User user = new User();

System.out.println("User = {name: " + user.getName() + ", age:" + user.getAge() + " years, friend: " + user.getFriends().get(0) + ", weight: " + user.getExtraInformation().getWeight() + " kg.}");

Not very readable, is it?

But this is a common situation in real-world programs, so I want to tell you about a way to write this code more simply and more concisely.

String.format

The String class has a static format() method: it lets you specify a pattern for assembling a string with data. The general appearance of the command is as follows:

String name = String.format(pattern, parameters);

Example:

Code Result
String.format("Age=%d, Name=%s", age, name);
Age=12, Name=Amigo
String.format("Width=%d, Height=%d", width, height);
Width=20, Height=10
String.format("Fullname=%s", name);
Fullname=Diego

The format() method's first parameter is a format string that contains all the desired text along with special characters called format specifiers (such as %d and %s) in the places where you need to insert data.
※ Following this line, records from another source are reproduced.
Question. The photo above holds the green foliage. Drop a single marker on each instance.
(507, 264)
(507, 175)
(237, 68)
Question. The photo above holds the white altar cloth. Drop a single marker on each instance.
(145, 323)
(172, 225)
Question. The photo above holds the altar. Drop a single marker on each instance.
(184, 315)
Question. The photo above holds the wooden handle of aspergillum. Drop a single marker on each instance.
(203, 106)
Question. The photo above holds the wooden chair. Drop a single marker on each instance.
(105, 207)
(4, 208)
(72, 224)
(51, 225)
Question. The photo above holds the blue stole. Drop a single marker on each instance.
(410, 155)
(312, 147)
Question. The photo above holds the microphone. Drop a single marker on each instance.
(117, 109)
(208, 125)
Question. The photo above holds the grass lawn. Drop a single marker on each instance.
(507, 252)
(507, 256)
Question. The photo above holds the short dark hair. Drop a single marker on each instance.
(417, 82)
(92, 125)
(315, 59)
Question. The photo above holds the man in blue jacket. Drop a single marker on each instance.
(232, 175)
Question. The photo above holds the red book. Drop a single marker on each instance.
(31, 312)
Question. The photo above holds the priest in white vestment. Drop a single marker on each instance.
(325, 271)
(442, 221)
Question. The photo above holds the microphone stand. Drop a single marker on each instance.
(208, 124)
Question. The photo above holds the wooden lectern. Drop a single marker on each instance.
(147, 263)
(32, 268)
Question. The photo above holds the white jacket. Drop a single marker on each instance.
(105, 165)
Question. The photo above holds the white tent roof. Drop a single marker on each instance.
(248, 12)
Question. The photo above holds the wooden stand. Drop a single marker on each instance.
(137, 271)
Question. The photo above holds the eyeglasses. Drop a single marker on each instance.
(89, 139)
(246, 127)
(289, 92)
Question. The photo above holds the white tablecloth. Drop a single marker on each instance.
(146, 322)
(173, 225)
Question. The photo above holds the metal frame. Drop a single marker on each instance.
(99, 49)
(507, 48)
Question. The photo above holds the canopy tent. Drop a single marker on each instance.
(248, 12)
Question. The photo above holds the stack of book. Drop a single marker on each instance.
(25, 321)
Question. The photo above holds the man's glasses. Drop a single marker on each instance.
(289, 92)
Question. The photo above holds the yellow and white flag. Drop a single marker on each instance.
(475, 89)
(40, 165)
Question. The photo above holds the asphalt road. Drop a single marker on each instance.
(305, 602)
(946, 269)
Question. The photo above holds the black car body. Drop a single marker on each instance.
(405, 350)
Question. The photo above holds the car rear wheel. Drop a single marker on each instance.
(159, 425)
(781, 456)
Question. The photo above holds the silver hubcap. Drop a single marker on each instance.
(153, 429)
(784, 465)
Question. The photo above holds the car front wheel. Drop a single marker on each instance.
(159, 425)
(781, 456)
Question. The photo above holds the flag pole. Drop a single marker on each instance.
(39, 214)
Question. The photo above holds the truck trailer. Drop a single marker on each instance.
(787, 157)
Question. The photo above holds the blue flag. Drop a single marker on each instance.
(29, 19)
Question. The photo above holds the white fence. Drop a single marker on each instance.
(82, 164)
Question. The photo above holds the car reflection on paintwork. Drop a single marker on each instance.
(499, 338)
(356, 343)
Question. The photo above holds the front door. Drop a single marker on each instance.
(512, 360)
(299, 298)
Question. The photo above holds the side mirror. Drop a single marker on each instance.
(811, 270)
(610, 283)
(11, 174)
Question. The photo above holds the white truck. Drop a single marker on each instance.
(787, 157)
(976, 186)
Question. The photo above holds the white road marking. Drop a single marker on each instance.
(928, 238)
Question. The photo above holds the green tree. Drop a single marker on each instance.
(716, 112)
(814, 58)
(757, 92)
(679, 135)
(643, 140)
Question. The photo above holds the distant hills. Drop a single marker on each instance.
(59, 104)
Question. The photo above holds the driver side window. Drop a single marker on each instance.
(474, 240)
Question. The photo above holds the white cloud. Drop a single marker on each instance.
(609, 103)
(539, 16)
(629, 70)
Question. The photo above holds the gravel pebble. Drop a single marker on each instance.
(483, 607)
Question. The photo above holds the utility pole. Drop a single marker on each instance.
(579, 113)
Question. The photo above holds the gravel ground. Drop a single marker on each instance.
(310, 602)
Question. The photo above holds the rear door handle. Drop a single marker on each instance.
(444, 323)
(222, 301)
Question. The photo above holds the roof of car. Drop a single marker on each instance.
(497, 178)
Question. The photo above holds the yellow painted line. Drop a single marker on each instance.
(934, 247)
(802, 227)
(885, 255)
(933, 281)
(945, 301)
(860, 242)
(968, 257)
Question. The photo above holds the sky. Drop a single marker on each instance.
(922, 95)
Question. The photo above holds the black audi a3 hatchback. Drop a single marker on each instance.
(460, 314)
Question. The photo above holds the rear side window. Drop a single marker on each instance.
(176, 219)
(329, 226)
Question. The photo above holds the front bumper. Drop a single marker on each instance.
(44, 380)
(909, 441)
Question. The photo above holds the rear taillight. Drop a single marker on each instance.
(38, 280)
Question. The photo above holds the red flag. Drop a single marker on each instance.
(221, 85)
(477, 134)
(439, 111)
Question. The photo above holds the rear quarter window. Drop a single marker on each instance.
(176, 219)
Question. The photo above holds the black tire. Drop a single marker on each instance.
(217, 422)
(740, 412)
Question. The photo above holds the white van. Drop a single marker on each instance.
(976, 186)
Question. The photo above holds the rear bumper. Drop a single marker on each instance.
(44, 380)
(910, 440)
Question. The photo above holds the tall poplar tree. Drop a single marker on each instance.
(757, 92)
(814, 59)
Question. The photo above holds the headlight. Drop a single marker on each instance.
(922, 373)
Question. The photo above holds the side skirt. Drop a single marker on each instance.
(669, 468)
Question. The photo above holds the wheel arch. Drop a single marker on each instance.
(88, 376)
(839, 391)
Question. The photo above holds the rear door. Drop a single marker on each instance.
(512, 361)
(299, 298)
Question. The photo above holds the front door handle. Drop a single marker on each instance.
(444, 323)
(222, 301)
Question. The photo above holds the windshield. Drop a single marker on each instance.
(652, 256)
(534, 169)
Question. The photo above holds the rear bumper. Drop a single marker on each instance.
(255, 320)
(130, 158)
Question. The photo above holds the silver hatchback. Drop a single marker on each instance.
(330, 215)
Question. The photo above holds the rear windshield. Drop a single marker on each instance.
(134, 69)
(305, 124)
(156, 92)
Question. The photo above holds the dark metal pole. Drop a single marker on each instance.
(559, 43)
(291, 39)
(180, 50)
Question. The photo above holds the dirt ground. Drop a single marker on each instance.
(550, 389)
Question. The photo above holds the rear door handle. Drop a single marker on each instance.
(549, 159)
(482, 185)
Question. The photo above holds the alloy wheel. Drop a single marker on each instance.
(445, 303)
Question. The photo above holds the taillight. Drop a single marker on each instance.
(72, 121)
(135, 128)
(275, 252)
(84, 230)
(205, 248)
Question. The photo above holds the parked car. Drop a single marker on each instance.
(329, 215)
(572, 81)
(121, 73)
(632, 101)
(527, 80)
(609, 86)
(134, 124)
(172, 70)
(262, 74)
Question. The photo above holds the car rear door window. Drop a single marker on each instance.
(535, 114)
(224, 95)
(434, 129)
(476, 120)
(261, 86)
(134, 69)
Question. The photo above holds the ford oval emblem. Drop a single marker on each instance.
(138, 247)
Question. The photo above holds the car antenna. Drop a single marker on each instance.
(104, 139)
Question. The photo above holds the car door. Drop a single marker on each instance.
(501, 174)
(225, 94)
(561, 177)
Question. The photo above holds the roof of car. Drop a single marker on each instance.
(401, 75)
The format() method replaces these %s and %d format specifiers with the parameters that follow the format string in the parameter list. If we want to insert a string, then we write %s. If we want to insert a number, then the format specifier is %d. Example:

Code Result
String s = String.format("a=%d, b=%d, c=%d", 1, 4, 3);
s is equal to "a=1, b=4, c=3"

Here is a short list of format specifiers that can be used inside the format string:

Specifier Meaning
%s
String
%d
interger: byte, short, int, long
%f
real number: float, double
%b
boolean
%c
char
%t
Date
%%
% character

These specifiers indicate the type of data, but there are also specifiers that indicate the order of the data. To get an argument by its number (the numbering starts from one), you need to write "%1$d" instead of "%d". Example:

Code Result
String s = String.format("a=%3$d, b=%2$d, c=%d", 11, 12, 13);
s is equal to "a=13, b=12, c=11"

%3$d will get the 3rd argument, %2$d will get the second argument, and %d will get the very first argument. The %s and %d format specifiers refer to arguments regardless of specifiers like %3$d or %2$s



3. String Pool

Every string specified in code as a string literal is stored in an area of memory called the StringPool while the program is running. StringPool is a special array for storing strings. Its purpose is to optimize string storage:

First, the strings specified in code must be stored somewhere, right? Code consists of commands, but data (especially, large strings) must be stored in memory separately from the code. Only references to string objects appear in code.

Second, all identical string literals must be stored in memory only once. And that's just how it works. When your class code is loaded by the Java machine, all string literals are added to the StringPool if they are not already there. If they are already there, then we simply use a string reference from the StringPool.

Accordingly, if you assign the same literal to several String variables in your code, then these variables will contain the same reference. A literal will be added to the StringPool only once. In all other cases, the code will get a reference to the string already loaded in the StringPool.

Here's roughly how it works:

Code Working with the StringPool
String a = "Hello";
String b = "Hello";
String c = "Bye";
String[] pool = {"Hello", "Bye"};
a = pool[0];
b = pool[0];
c = pool[1];

That is why the a and b variables will store the same references.

intern() method

And the best part is that you can programmatically add any string to the StringPool. To do this, you just need to call the String variable's intern() method.

The intern() method will add the string to the StringPool if it is not already there, and will return a reference to the string in the StringPool.

If two identical strings are added to the StringPool using the intern()method, the method returns the same reference. This can be used to compare strings by reference. Example:

Code Note
String a = new String("Hello");
String b = new String("Hello");
System.out.println(a == b);


false
String a = new String("Hello");
String b = new String("Hello");

String t1 = a.intern();
String t2 = b.intern();
System.out.println(a == b);
System.out.println(t1 == t2);





false
true

You're unlikely to use this method often, but people love to ask about it in interviews. So it's better to know about it than to not know.